Moment Top Ten
The Best Jewish TV Shows of All Time
With decades of “Jewish” shows to choose from, Moment had to call in the experts, Harry Castleman and Walter Podrazik, authors of Watching TV: Six Decades of American Television to pick the top ten.
Milton Berle’s Shows (1948-1956)
Milton Berle, born Milton Berlinger, spent decades on stage before becoming TV’s first superstar on Texaco Star Theater. Dubbed “Mr. Television,” he brought the fast-paced, smart-aleck world of Borscht Belt comedy to America’s goyim. His outrageous costumes, aggressive personality and willingness to do almost anything for a laugh (even cross-dressing) were straight out of the vaudeville playbook but seemed brand new to mainstream America.
The Goldbergs (1949-1956)
Starting in 1929, Gertrude Berg’s authentically crafted characters from the Bronx became America’s quintessential Jewish family, transitioning effortlessly from radio to television in 1949. Familiar phrases (“Yoo-hoo, Mrs. Bloom”) and Berg’s own star power as Molly made the series a CBS hit. Sadly, in 1951 The Goldbergs fell victim to unproven McCarthyist blacklisting of cast member Philip Loeb.
Sid Caesar’s Shows (1949-1958)
Isaac “Sid” Caesar teamed with comedienne Imogene Coca and producer Max Liebman to invent live, irreverent satirical TV comedy in Your Show of Shows. With stellar supporting players (including Carl Reiner and Howard Morris) and Hall-of-Fame writers (including Mel Brooks, Neil Simon and later Larry Gelbart and Woody Allen), landsmen all, the programs created some of the decade’s funniest moments, including hilarious parodies of From Here to Eternity and This Is Your Life.
The Dick Van Dyke Show (1961-1966)
Carl Reiner turned his comedy-variety résumé and personal life into this classic sitcom, drawing on his real TV work life in Manhattan and his Jewish family life in New Rochelle, New York. Although the domestic setting for Rob and Laura Petrie was not presented as Jewish, the office world was another matter. In particular, Morey (Moritz) Amsterdam as Buddy Sorrell embodied the sharp-tongued Jewish writers of Reiner’s Sid Caesar days.

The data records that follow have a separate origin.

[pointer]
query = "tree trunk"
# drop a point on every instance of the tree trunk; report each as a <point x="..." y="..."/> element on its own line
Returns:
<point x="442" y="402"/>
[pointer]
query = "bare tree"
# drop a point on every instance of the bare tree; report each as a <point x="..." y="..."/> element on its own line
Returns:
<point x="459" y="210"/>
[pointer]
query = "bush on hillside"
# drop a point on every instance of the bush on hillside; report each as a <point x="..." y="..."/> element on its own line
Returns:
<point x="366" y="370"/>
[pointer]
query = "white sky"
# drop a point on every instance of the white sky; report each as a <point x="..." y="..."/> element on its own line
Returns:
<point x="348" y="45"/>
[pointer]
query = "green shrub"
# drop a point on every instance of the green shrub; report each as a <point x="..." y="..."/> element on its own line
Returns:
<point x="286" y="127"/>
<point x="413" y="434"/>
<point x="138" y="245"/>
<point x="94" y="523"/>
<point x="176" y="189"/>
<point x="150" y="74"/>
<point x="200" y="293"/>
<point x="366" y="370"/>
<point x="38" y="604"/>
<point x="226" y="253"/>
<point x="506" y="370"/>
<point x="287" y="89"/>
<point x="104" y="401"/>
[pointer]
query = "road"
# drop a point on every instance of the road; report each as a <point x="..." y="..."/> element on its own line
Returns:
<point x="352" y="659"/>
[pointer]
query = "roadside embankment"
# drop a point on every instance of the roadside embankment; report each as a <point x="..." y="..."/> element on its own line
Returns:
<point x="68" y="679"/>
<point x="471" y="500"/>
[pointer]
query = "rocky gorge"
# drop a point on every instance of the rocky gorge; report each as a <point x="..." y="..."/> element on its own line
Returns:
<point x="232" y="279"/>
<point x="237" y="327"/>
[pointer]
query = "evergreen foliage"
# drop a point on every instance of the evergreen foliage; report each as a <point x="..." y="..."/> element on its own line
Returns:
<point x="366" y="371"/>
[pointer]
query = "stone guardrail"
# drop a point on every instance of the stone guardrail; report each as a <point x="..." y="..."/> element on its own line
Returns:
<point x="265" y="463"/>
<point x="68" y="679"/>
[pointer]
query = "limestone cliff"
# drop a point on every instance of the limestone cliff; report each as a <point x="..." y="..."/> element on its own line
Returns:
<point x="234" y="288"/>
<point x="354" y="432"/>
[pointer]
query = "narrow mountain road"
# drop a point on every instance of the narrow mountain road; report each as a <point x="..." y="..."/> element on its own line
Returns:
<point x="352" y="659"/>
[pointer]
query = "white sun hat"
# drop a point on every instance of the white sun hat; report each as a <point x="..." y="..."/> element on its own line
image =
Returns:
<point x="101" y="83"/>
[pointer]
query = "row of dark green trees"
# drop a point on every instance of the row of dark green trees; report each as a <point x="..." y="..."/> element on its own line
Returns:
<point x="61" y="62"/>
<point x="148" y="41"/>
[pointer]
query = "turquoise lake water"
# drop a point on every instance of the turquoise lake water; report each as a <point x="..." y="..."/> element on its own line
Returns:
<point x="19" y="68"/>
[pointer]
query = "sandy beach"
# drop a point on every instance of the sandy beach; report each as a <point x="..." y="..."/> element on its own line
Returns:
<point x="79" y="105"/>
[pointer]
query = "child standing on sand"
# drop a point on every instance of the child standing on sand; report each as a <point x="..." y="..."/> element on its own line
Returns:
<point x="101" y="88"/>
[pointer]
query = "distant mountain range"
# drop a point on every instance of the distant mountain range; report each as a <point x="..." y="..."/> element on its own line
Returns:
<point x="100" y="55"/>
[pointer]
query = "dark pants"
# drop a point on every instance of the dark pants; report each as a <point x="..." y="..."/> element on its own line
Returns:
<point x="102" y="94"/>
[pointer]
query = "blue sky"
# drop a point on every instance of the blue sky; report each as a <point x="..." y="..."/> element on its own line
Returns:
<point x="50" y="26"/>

Everyone knew that Rhoda Morgenstern was Jewish, thanks to her quick wit and New York accent. Yet when Rhoda departed The Mary Tyler Moore Show, returning to New York City for this spinoff, producers James L. Brooks and Allan Burns rarely made her Jewish identity explicit. One key moment comes when Rhoda’s parents, Martin and Ida, first meet her new (non-Jewish) boyfriend. Martin says to Ida: “How come you didn’t ask if he was Jewish?” Ida knowingly replies: “If he was Jewish, I would have asked.”